Written by 9:18 pm News • One Comment

Let’s Talk About Sex… and Sexual Violence Prevention

Do you want to talk about sexual violence? Darcie Folsom does.

The US Department of Justice just gave our College a grant to “reduce domestic violence, dating violence, sexual assault, and stalking on campus,” and hired Folsom to the newly created position of Coordinator of Sexual Violence Education and Advocacy.

We already have a solid number of people engaged in the discussion of sexual violence, thanks to the hard work of groups like Take Back the Night, 1 in 4, Spectrum and Feminist Majority.

But solid doesn’t describe the number Folsom is shooting for.

Think more in the neighborhood of 1900 students and 171 full-time professors.

“We’ll be doing programs with dorms, with housefellows, with athletics, and big time with 1 in 4,” said Folsom. “I want a campus with active bystanders who will stand up to sexual violence and not just watch.”

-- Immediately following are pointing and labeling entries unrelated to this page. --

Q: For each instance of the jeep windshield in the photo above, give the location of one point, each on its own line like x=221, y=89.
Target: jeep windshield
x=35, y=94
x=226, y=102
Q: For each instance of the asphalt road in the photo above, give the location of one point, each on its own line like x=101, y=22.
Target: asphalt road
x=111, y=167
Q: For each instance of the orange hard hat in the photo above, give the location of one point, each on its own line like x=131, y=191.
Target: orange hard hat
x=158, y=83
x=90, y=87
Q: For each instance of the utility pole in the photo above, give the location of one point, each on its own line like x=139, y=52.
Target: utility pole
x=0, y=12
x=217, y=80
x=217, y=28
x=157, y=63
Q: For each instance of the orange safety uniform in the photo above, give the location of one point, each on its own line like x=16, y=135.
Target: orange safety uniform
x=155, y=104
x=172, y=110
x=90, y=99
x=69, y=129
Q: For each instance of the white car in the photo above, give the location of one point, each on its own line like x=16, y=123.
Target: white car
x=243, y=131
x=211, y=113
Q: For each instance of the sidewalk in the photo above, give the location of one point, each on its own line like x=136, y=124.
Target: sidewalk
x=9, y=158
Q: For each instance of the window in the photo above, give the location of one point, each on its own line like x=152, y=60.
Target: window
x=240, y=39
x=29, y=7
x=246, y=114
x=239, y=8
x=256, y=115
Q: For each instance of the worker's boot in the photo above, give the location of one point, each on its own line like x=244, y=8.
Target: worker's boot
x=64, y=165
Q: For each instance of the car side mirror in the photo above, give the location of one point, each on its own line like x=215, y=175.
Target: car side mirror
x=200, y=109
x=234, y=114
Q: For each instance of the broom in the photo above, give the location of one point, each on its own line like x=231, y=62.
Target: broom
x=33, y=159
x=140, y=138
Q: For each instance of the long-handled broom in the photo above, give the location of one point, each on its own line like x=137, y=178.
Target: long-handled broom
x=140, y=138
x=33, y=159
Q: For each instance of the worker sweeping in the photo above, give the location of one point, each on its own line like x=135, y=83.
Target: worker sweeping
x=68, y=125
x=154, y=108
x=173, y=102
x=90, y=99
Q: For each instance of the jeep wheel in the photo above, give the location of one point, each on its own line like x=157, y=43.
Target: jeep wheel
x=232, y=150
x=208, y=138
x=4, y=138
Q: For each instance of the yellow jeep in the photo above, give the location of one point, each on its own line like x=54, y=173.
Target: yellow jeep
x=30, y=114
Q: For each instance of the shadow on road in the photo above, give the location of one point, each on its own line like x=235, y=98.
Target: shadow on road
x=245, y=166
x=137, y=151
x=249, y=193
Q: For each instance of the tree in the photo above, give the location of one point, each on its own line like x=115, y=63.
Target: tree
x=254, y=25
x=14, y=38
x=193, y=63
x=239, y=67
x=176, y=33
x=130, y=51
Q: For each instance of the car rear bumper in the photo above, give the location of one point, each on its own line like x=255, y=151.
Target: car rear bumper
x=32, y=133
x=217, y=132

The grant lays out some specific requirements for the program, including a creating a community response team which Folsom is currently organizing and overseeing. It also stipulates that the college provides education to every single incoming freshman, as well as Campus Safety and J-Board.

“I want to create a campus atmosphere that’s comfortable,” said Folsom. “I want people to want to talk about it – because it’s taboo.”

Even though the grant specifically points Folsom and her colleagues away from focusing on survivors in their policies, since education about “victim behavior” might “reinforce the myth that victims somehow provoke or cause the violence they experience,” Folsom thinks it’s one of the four-notch logs in her Lincoln Log cabin: structurally integral.

“We need to advocate for what the survivor wants,” she said, “even if that means moving away from legal consequences. Testifying can be very traumatic.”

Folsom previously worked for the Women’s Center of Southeastern Connecticut, and worked for the same Department of Justice grant at the University of Rhode Island. If you’ve seen the Vagina Monologues on campus, you may have even met her already – she comes every year.
For Spectrum, our on-campus LGBTQ support and advocacy group, Folsom’s position isn’t very big news.

“Rarely do people recognize the importance of LGBT health and protection of LGBT individuals’ safety, said Spectrum co-chair Brenner Green. “This new position will greatly benefit Spectrum and the college community by allowing Spectrum to collaborate in creating workshops, lectures, or events to promote health and safety of LGBT individuals, especially relating to sexual harassment and violence issues.”

On the other hand, the Women’s Center would love to work with Folsom – but the grant specifically points Folsom away from working with a campus’s established structures and systems for sexual violence education.

“Although we’d like to work very closely we can’t really do that,” said senior Danielle Murphy, the Women’s Center’s Student Coordinator. “We have to keep them separate according to the grant.

“That said, we’re all really happy to have kind of a central person to streamline all the resources,” she added.

Murphy, along with other students who included sophomore Eliza Bryant, has already had the chance to see Folsom’s education programs firsthand through a workshop this past Thursday.

“It was done really well,” said Murphy. “Darcie got a good conversation going and opened up a dialogue with students. I appreciated that it was very accessible for people.”

Bryant, on the other hand, was less enthused about the workshop.

“Some people really need a ‘superior figure’ telling them what’s healthy and what’s not, given their own experience and other students experience,” said Bryant, “but there are lots of students that either know or think they know, so they’re not going to be receptive to that kind of talk.”

A sophomore and a survivor of sexual assault who did not want to be named expressed similar doubts about the effectiveness of a workshop strategy.

“Everybody knows that you shouldn’t rape – no means no, et cetera – but she needs to communicate that there are instances where you will be making people uncomfortable and may not even realize it,” said the sophomore. “Things definitely happen where people misunderstand what’s going on, or don’t understand that what they’re doing isn’t okay. I think it’s great that we have her, but I question how effective that sort of thing ever is.”

Either way, Folsom is eager to begin her work.

“The more we talk about sexual violence, the better,” she said.